How I detect adult content in my Quantum Encryption software.
- mansour ansari
- 3 days ago
- 2 min read

When you’re building an encryption system like QuantumExpress, where users can encrypt anything — from confidential files to personal photos — you eventually run into a philosophical and ethical question:
Should I allow the encryption of adult or explicit content? At first, I thought: that's the user's responsibility. But then I realized... if you're developing a cryptographic product that might be distributed widely — possibly used in schools, companies, or even defense — it’s your responsibility to add ethical safeguards.
So I set out to build a lightweight, local AI filter to scan and classify images before encryption.
Problem: I Don’t Want QuantumExpress to Be Misused
I wanted a built-in mechanism that:
First of all, flags images with nudity or adult content and keeps creepy folks out of the action.
Also, it allows normal photos, even gym or beach shots and i wanted it to runs locally, with no external API call. And yes, it can be easily embedded in QuantumExpress Light, my offline Windows cryptographic platform
Solution: CLIP-Based NSFW Pre-Checker
After experimenting with some pretrained models, I settled on OpenAI’s CLIP (Contrastive Language-Image Pretraining) — an open-source model that can associate text labels with images based on semantic similarity. This model been trained on millions of images and very sensitive, yet smart in detecting what needs to be detected-porn.
What I Built:
A Python script that does the job and will integrated into QuantumExpress.
Input: Local image file (e.g., gym_guy.jpg)
Compared the image to labels like:
"man in gym shorts", "naked man", "pornographic", "nudity", "athlete", etc.
Output: Similarity scores for each label
Decision: If the highest match is NSFW, reject; else, proceed to encrypt
Real Test Example
Input image: Myself deadlifting in my garage gym, from behind, wearing gym shorts.
AI Response:
Top match: "man in gym shorts deadlifting" — 96.58%
NSFW labels: 0.00% to 0.01% Safe to encrypt
Perfect! Even though the image has skin and muscle definition, it didn’t get flagged — and that’s the subtlety I wanted. The model understood the context.
How This Compares to OpenAI's Image Generator
OpenAI’s DALL·E and image-generation systems have built-in NSFW filters — but they operate at the API level. You don’t get visibility into the decision process. It just says:
“Your prompt violates our content policy.”
For my system, I wanted:
Transparency
Full local control
Debuggability (you can see why it flags an image)
And now I have it.
The Plan: Integrate into QuantumExpress. This NSFW pre-checker will become a pre-encryption filter inside QuantumExpress. It won’t block the file — it’ll just give the user a decision point:
This image appears to contain adult content.
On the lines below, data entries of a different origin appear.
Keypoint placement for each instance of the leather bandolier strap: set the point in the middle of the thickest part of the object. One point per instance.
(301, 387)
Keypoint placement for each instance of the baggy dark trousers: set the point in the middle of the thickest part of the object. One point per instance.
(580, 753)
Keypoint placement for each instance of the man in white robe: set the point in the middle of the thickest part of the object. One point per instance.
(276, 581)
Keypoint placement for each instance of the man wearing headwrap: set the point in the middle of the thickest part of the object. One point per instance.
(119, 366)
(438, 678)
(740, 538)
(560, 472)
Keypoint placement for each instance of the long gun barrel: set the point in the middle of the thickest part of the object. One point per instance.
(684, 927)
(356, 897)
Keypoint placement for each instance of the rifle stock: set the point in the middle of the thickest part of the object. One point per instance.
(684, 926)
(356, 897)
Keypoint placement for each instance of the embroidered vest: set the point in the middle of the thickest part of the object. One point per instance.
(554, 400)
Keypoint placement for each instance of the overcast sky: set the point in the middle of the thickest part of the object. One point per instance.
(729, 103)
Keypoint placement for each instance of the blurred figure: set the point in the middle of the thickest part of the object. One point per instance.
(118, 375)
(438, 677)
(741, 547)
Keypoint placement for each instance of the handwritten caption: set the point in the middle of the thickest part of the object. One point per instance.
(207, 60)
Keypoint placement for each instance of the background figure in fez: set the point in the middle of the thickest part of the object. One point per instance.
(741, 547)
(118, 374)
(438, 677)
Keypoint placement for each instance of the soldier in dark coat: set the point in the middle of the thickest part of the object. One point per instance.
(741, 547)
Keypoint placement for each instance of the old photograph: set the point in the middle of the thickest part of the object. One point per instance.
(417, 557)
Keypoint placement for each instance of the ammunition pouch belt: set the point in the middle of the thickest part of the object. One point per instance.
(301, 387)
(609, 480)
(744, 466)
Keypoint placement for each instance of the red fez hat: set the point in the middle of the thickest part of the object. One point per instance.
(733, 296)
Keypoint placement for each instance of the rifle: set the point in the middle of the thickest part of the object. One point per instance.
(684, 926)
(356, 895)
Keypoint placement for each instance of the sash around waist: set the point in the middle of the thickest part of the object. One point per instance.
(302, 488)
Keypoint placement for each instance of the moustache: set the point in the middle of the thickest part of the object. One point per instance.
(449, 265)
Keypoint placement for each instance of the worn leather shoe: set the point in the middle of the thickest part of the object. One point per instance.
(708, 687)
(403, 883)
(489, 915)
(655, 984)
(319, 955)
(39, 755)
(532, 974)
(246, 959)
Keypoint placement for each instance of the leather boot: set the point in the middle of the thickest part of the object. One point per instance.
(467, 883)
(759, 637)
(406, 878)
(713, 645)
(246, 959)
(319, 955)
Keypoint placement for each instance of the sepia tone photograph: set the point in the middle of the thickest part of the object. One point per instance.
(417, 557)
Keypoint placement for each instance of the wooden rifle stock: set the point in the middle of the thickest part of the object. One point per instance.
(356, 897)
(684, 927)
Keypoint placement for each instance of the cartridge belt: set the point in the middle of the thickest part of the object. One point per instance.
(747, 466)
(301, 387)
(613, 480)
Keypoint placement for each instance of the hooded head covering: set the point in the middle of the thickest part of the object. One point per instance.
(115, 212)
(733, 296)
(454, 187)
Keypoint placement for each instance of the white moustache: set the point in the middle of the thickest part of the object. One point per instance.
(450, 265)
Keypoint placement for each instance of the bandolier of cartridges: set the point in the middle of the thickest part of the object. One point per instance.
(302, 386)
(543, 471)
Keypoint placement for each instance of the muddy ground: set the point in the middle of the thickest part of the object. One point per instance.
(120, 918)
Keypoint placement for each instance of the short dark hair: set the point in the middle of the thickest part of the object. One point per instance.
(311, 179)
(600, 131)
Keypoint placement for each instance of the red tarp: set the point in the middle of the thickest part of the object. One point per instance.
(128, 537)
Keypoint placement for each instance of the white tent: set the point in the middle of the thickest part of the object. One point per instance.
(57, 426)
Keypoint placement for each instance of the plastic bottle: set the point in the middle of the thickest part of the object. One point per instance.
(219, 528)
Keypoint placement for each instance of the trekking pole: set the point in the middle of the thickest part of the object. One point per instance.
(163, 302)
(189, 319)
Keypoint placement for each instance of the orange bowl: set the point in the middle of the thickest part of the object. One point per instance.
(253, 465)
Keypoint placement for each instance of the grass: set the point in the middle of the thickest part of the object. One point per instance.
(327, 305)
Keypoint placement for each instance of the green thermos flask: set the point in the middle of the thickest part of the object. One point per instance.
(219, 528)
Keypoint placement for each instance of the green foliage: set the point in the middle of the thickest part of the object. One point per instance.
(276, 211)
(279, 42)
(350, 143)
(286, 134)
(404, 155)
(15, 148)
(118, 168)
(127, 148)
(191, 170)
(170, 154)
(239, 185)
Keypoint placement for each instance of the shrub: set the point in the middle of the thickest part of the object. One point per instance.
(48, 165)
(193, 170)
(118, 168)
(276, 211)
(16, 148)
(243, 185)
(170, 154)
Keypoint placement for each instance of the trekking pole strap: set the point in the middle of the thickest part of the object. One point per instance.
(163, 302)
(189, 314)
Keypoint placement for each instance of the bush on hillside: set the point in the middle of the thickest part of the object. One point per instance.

Do you still want to encrypt it?
[ Cancel ]
If you're building tools for privacy, security, or encryption, you are also building tools that can be abused. I’m not trying to play content cop — but I am trying to build ethical defaults into everything I ship. That’s what QuantumExpress stands for. And if you're an AI dev, crypto dev, or hacker like me working late in your garage gym... I hope this inspires you to do the same.